Performer: Uncle Tupelo
Songwriter: John Fogerty
Original Release: No Alternative
Year: 1993
Definitive Version: None
This entry should be about a
breakup, shouldn’t it, given that the guy who wrote it and the band that played
it—at least the version that made this here list—were involved in brutal
rock-band breakups. To a certain extent, this entry is.
When I got the job offer
from The Columbus Dispatch in May 1994, a drawback was that I would be leaving
right as softball season got going. This was a bummer, because Flint winters
were so brutal—and 1994’s was particularly cold—that when it finally got warm,
your reward for making it through the winter was softball. All you wanted was
to be outside.
I was part of The Journal
men’s team that year, and I wasn’t going to play on the coed team again unless
Dave specifically asked (stories to come on all of this). Just as the calendar
turned to May and practice was about to begin, he asked. Of course, I said yes.
I finally was going to get all the ballplaying time I wanted.
And then The Dispatch made
me an offer I didn’t refuse. (I very easily COULD have refused it; I just
didn’t—but that’s another story.) My departure date meant I would play only two
men’s games and one more coed game.
The men’s games were first.
We had an easy blowout and then played a team that had whipped us pretty good
in a fall league doubleheader and did a fair job of rubbing it in the whole
time. In short, they were a team of D bags, and at the end of the losses in the
fall, I couldn’t believe I shook their friggin’ hands.

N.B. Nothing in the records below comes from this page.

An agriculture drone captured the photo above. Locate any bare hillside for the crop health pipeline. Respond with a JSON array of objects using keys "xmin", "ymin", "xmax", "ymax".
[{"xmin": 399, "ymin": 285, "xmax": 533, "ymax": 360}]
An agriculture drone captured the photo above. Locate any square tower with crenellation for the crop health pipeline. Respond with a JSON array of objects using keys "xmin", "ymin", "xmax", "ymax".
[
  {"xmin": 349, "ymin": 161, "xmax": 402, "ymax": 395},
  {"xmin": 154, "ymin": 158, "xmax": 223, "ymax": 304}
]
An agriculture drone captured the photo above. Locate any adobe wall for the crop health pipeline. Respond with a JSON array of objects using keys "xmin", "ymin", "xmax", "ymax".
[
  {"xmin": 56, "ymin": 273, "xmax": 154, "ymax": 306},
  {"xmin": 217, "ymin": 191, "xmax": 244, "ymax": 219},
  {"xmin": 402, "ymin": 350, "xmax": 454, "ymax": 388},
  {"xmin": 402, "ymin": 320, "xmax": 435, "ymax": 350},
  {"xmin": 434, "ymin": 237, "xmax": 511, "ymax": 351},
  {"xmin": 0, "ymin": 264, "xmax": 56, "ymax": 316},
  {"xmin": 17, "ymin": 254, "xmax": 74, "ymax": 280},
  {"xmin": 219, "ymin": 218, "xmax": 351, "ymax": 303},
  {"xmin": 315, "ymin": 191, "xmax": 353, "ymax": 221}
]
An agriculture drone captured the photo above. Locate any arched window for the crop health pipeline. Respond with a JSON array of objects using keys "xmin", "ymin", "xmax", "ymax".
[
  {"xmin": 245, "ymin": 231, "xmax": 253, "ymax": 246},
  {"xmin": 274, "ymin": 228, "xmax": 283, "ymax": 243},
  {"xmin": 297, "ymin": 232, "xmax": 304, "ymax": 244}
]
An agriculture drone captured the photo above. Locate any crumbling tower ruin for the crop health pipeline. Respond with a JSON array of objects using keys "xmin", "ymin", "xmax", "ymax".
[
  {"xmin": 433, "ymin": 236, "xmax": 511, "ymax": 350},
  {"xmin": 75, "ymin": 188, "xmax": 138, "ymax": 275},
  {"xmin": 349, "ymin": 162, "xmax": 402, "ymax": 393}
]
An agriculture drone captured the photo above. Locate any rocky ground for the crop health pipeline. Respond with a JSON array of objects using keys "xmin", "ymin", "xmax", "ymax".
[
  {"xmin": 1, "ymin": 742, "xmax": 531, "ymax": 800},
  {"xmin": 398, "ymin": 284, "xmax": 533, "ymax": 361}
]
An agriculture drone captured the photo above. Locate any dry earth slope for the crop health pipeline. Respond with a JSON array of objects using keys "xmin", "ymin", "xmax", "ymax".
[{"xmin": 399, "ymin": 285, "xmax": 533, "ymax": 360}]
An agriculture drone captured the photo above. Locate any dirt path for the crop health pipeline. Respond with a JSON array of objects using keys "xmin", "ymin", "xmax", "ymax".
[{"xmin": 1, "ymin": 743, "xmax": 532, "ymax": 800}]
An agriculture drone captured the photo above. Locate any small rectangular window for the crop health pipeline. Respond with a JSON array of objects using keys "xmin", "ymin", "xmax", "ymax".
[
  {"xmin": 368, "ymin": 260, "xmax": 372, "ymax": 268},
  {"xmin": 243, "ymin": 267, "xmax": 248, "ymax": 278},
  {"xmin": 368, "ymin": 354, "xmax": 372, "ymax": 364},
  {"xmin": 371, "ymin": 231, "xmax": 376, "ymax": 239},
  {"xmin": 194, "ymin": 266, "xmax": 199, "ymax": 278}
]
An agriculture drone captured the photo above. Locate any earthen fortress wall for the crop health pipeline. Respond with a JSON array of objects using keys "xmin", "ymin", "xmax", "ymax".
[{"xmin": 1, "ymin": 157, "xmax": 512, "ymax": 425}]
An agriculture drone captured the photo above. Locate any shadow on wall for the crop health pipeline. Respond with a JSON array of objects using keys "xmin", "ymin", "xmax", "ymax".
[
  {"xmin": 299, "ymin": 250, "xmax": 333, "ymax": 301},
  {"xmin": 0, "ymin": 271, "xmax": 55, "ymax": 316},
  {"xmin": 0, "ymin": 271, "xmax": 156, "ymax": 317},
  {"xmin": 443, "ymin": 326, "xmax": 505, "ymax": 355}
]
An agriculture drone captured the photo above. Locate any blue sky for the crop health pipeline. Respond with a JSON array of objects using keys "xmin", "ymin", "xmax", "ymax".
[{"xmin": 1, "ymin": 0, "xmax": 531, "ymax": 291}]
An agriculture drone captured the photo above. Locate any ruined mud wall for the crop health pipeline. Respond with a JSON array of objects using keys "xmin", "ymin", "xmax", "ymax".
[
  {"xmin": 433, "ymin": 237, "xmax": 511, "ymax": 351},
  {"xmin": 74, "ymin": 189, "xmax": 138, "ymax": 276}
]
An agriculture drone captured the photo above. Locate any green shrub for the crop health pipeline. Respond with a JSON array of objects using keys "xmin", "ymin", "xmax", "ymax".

So payback was the order of
the day in the “real” league—the summer league. We wiped them out, and yours
truly started two rallies with line-drive singles straight up the pipe. (I
scored both times; the first was the first run of the game, the second started
a 6-run game-clincher.) That made me 3-for-4 in the men’s league that year.
My final game was in the
coed league, and we lost. I got to bat only one time, which was fine, and I’d
love to tell you that in my final at bat, I hit an over-the-fence home run.
Well, I swung in attempt to
achieve such a rare feat, anyway, but the result was that the bat flew out of
my hands and nearly decapitated the catcher. The ball somehow dribbled through
the hole on the left side of the infield for the weakest of weak singles. At
least I didn’t whiff, but Dave told me that the ump warned him and nearly
tossed me from the game for “throwing the bat.” Somehow, that was an
appropriate finale.
After the game, the team
went to Dave’s for a barbecue, and Dave surprised me by retiring my softball
number, 49. By then, I actually was wearing 28, because the uniform that had 49
had the number peeled off, so I stopped wearing it, but never mind that now.
Don’t go looking anywhere for a plaque that marks this august achievement,
because The Journal long since has been retired as a daily newspaper. I still
have the plaque, though.
In Columbus, I’d be working
the night shift, so unless I caught on with a team that played weekends only,
leaving Flint would mark the end of my softball career. The Dispatch had no
team of any stripe, regardless, so that was that.
Once that summer, I felt the
softball urge and during the day before I went in to work, I took my bat to the
batting cages located at a nearby softball complex south of Downtown. I took a
bunch of swings, but it just wasn’t the same. It was like having a fling with
an ex after you just broke up: There was no going back.